Besides those concerns, now there's an even more pressing reason to stop the law from going into effect: There's simply not enough time left to implement it.
"The time factor alone is reason for the Supreme Court to not put this thing back in limbo," says Denise Lieberman, a staff attorney with the Advancement Project, a voting-rights group. The Advancement Project and the ACLU have filed a federal lawsuit against the photo-ID law, but given that state courts have already suspended the law, they have put their challenge on hold. But if the Supreme Court decides to hear the case, Lieberman says the federal suit will move forward. But even at a breakneck pace, says Lieberman, it will take time for the both sides to collect the necessary evidence, and more time for the court to hear the case and write an opinion. She estimates there is little chance the Supreme Court could decide the case sooner than a month from now. That would leave scant time for voter outreach and education should the court rule the law can move forward.
The problem is compounded by the fact that voter outreach organizations will have to do an about face if the Supreme Court upholds the law. The law has been suspended since early March, when Judge David Flanagan ordered the state Government Accountability Board to "cease immediately any effort to enforce or implement the photo identification requirements" before the trial began. Dara Lindenbaum, associate counsel to the Lawyers Committee for Civil Rights, notes that for months, her group and others have told people that they do not need to bring an ID to the polls. If the lower court's decision gets reversed, they'll have little time to inform voters of the change. Furthermore, poll workers will have to learn the ins and outs of the new requirements in short time; Lindenbaum said some voters who called her organization's hotline reported being improperly asked for ID.

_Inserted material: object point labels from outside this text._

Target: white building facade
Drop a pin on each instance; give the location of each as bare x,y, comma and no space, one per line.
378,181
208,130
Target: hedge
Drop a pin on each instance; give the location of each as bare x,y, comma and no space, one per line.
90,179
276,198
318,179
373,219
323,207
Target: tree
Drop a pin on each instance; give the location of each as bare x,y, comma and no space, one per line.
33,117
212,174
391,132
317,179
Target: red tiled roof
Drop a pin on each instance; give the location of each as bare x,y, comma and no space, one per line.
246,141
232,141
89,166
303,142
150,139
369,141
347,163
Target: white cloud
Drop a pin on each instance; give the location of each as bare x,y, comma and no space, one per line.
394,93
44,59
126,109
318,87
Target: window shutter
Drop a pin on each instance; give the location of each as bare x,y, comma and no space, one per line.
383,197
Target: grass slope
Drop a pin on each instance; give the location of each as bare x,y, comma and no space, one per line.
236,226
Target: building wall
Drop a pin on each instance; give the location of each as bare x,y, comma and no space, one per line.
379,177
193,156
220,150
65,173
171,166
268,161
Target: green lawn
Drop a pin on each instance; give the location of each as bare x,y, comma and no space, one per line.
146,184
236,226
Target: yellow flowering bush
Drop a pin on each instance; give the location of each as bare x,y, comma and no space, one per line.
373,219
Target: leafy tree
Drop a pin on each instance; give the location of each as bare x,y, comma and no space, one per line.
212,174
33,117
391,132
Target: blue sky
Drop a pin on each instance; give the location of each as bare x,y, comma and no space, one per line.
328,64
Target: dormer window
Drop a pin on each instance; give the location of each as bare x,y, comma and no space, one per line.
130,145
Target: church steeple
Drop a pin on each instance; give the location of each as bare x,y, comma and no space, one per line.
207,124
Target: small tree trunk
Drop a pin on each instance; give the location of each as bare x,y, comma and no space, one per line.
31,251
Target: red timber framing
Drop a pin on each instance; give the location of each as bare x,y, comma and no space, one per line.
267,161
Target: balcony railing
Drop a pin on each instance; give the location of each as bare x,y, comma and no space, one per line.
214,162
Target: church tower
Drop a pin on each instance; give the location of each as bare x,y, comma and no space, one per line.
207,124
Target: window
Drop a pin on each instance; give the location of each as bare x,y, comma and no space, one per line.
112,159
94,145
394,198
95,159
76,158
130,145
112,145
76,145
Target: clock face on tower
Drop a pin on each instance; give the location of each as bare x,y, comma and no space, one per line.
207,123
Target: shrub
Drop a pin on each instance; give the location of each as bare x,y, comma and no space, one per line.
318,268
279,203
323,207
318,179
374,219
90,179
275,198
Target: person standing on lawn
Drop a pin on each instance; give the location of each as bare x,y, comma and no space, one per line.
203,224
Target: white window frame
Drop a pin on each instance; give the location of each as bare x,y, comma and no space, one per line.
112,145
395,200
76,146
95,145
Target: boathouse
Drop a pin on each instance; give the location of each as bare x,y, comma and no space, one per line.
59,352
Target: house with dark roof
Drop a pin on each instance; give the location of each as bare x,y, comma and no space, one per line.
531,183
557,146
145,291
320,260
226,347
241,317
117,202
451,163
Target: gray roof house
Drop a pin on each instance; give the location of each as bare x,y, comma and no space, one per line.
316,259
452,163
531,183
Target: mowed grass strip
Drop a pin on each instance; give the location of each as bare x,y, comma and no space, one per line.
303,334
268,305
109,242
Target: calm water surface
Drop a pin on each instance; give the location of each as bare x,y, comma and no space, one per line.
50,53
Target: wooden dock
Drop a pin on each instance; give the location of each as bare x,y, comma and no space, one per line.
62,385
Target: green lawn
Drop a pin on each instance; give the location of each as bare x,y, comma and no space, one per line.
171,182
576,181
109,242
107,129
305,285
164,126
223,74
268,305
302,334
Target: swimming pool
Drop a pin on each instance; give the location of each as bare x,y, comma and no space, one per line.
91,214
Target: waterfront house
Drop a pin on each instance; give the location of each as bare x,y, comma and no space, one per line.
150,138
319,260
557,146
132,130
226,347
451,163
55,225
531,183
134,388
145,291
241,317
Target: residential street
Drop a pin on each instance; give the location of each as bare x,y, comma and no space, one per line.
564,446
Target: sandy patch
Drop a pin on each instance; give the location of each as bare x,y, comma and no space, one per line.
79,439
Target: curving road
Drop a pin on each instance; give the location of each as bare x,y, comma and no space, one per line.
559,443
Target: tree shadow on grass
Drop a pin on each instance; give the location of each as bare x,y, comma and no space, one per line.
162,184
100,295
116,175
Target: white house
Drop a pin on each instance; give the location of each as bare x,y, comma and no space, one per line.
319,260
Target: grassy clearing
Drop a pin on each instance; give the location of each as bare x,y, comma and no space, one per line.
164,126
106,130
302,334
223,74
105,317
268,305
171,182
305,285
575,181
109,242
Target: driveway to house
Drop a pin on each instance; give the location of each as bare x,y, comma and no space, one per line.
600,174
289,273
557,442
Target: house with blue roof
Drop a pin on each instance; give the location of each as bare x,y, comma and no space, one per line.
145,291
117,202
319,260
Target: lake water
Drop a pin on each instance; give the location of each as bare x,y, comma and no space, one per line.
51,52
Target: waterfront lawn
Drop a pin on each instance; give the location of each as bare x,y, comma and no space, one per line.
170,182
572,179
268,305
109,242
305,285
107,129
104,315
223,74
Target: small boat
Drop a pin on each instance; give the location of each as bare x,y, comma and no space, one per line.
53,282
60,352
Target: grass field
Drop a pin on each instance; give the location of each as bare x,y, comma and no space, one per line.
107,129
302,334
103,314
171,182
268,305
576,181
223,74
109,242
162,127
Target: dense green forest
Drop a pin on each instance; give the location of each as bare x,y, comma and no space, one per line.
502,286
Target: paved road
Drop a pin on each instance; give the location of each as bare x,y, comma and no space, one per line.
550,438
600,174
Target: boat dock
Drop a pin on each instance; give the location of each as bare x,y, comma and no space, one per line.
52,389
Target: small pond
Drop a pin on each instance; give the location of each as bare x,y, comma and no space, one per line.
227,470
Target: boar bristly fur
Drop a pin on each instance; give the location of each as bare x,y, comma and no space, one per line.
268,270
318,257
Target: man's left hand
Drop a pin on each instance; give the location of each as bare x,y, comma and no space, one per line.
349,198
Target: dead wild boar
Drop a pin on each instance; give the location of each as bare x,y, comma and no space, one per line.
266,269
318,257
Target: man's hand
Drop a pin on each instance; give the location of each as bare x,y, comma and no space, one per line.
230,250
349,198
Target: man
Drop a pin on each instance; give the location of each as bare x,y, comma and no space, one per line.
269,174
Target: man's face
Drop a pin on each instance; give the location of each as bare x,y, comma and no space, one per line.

"Having this decided this close to the election is a terrible idea," says Lindenbaum. "This really needs to be put on hold."
The reason Republicans want to have the law in place before November has everything to do with gaining a partisan advantage. Since the requirements disproportionately have an impact on nonwhite and low-income voters-those more likely to vote Democratic-GOP lawmakers hope it will give them a boost at the polls. With close elections, every percentage point matters, and Wisconsin is already a battleground state in a tight presidential race.
Strict voter-ID laws are already laden with political implications-most people know that on the whole, Republicans like the laws and Democrats don't. But their partisan effects will only grow if there's not enough time to educate voters. Such politics are yet another reason for the Supreme Court to refuse to hear the case, says Lieberman. Any decision at such a late stage would look politically motivated. "The issue is too politicized in a state like Wisconsin to be able to pretend that the political implications are not there," she says. "There's no way the court is going to be able to shake the sort of political stench that's going to be attached to it."